The increase in levels of cAMP in leukocytes by selective inhibitors of PDE4 may result in reduction of inflammation, and may be useful in the treatment of pulmonary inflammatory disorders in humans. Here, we have assessed whether oral treatment with the prototype PDE4 inhibitor, rolipram, interfered with the antibacterial host response following pulmonary infection of mice with Klebsiella pneumoniae. K. pneumoniae infection induced a marked increase in the recruitment of neutrophils to the lungs and the production of proinflammatory cytokines and chemokines, including tumor necrosis factor-alpha (TNF-alpha) and keratinocyte-derived chemokine (KC), in bronchoalveolar (BAL) fluid and lung tissue. There were also detectable amounts of interleukin-10 (IL-10) and significant lethality. Treatment with rolipram (3-30 mg kg-1) was associated with earlier lethality and significant inhibition of the TNF-alpha production. This was associated with enhanced production of IL-10 in lung tissue of rolipram-treated animals. Rolipram treatment did not affect KC expression and the recruitment of neutrophils in the lung tissue. Over 70% of neutrophils that migrated into the BAL fluid following K. pneumoniae infection ingested bacteria. Treatment with rolipram inhibited the percentage of neutrophils undergoing phagocytosis of K. pneumoniae in a dose-dependent manner. Maximal inhibition (62%) occurred at doses equal to or greater than 10 mg kg-1. Thus, treatment of mice with the PDE4 inhibitor rolipram is accompanied by earlier lethality, enhanced bacterial load and decreased capacity of the responding host to produce TNF-alpha and of neutrophils to phagocytose bacteria. It will be important to investigate whether the shown ability of PDE4 inhibitors to inhibit neutrophil phagocytosis and control experimental bacterial infection will translate into an inhibition of the ability of neutrophils to deal with infectious microorganisms in the clinical setting.

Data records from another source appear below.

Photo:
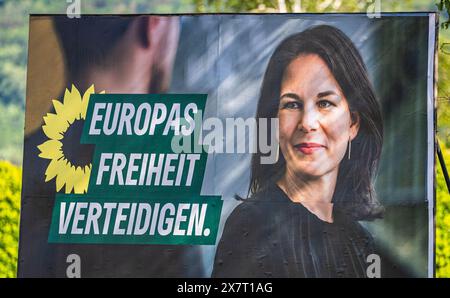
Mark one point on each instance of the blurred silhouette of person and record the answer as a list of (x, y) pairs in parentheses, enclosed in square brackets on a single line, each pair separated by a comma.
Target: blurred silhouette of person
[(118, 54)]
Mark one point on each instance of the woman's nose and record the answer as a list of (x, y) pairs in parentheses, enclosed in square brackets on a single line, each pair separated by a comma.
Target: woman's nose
[(309, 121)]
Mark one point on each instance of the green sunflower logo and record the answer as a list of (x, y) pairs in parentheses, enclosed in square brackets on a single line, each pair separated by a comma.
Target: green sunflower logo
[(62, 128)]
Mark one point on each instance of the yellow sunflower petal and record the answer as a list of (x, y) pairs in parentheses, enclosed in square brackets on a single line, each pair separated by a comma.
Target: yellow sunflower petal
[(52, 132), (72, 104), (51, 149), (85, 101)]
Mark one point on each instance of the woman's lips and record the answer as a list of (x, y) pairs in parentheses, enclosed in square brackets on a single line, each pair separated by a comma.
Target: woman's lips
[(308, 148)]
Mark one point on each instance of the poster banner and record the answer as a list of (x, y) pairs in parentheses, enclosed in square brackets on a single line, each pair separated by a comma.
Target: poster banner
[(247, 145)]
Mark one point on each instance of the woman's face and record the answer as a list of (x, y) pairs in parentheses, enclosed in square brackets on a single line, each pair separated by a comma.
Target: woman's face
[(314, 117)]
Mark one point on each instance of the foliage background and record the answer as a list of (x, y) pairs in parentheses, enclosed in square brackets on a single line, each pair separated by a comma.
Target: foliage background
[(13, 60)]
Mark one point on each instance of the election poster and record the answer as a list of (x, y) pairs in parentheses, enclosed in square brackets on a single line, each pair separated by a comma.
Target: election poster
[(229, 145)]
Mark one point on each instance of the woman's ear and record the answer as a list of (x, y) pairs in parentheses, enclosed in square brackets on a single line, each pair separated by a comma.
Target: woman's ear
[(354, 126)]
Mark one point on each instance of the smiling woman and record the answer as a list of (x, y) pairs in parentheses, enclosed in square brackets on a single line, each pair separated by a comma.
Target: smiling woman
[(301, 220)]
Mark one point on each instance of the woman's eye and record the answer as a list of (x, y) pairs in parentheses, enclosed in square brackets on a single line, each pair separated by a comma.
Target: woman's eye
[(292, 105), (323, 104)]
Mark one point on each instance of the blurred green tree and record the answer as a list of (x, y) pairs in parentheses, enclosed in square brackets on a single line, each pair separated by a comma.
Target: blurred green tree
[(10, 186)]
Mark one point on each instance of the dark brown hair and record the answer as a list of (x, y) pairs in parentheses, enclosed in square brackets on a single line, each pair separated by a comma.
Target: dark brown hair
[(89, 40), (354, 191)]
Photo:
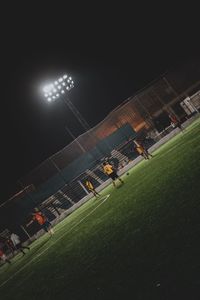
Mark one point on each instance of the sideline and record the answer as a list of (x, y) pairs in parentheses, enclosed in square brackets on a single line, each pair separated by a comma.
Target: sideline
[(45, 250)]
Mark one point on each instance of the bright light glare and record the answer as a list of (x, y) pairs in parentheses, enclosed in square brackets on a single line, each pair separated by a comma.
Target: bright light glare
[(48, 88), (55, 90)]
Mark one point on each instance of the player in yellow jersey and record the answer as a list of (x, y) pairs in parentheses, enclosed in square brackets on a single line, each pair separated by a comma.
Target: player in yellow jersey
[(110, 172), (91, 188)]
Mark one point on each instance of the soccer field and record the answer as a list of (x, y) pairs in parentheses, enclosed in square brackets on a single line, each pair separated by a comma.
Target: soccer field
[(141, 242)]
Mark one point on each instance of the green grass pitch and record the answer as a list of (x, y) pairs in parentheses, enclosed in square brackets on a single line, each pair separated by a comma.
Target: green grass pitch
[(143, 242)]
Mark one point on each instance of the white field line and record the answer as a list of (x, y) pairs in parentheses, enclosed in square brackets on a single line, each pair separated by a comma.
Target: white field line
[(45, 250)]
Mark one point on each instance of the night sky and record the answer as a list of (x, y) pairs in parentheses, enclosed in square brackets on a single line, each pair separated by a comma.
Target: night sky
[(109, 57)]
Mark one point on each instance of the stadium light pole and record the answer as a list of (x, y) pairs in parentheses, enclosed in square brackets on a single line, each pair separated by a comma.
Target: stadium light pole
[(59, 90)]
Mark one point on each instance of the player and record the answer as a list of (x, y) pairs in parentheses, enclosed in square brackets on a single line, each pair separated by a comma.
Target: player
[(4, 257), (17, 243), (91, 188), (141, 150), (175, 122), (110, 172), (41, 219)]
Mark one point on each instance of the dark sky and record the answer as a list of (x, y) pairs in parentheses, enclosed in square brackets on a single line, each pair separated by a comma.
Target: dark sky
[(109, 55)]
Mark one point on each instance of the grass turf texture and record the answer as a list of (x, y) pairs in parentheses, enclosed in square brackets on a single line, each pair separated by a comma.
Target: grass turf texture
[(141, 243)]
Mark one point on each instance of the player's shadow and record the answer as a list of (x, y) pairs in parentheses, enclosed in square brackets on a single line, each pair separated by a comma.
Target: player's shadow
[(41, 245), (119, 186)]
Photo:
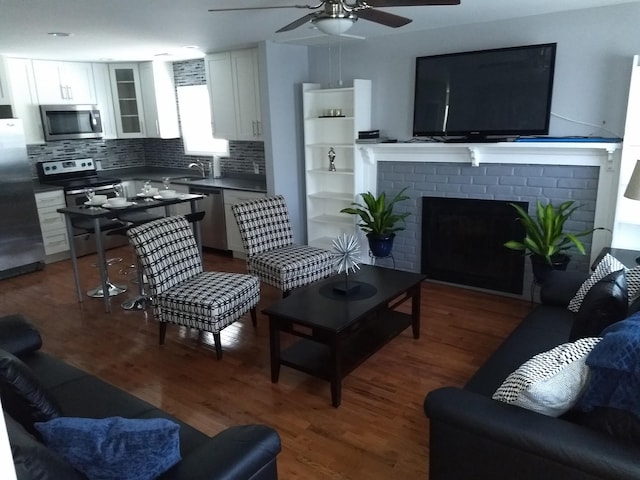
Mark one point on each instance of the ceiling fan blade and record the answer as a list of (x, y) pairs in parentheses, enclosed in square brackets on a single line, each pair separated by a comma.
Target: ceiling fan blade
[(383, 18), (301, 21), (409, 3), (237, 9)]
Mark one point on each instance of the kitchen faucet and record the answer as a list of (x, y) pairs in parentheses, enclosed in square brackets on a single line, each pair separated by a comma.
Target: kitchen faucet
[(199, 165)]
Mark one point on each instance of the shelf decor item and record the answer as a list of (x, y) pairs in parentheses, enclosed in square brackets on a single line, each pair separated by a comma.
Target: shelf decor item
[(332, 158), (345, 256), (545, 239), (378, 220)]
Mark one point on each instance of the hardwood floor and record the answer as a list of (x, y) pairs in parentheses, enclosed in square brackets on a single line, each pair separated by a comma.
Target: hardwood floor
[(378, 432)]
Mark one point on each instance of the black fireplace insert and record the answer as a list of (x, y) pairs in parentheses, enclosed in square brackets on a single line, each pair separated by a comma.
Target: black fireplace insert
[(463, 243)]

Role of the platelet-activating factor (PAF) receptor during pulmonary infection with gram negative bacteria.

The lipid mediator PAF plays an important role in the phagocytosis of particles, including bacteria, and consequent production of pro-inflammatory cytokines, such as TNF-alpha and IL-8. Using a PAF receptor antagonist (UK-74,505) and PAF receptor knock-out mice, we have investigated the relevance of PAF for the inflammatory changes and lethality after pulmonary infection with the gram-negative bacteria Klebsiella pneumoniae in mice. At an inoculum of 3 x 10(6) bacteria, there was marked pulmonary (bronchoalveolar lavage and lung) neutrophilia that started early (2.5 h after infection) and peaked at 48 h. All animals were dead by day 4 of infection. The chemokine KC and the pro-inflammatory cytokine TNF-alpha increased rapidly and persisted for 48 h in the lungs. Pretreatment with UK-74,505 (30 mg kg(-1) per day, p.o.) had no significant effects on the number of infiltrating neutrophils in BAL fluid or lung tissue, as assessed by histology and measuring myeloperoxidase, or on the concentrations of KC. In contrast, concentrations of TNF-alpha and the number of bacteria inside neutrophils were significantly diminished. In order to support a role for the PAF during K. pneumoniae infection, experiments were also carried out in PAFR-deficient mice. In the latter animals, lethality occurred earlier than in wild-type controls. This was associated with greater number of bacteria in lung tissue and diminished percentage of neutrophils containing bacteria in their cytoplasm. Our results suggest that PAF, acting on its receptor, plays a protective role during infection with K. pneumoniae in mice.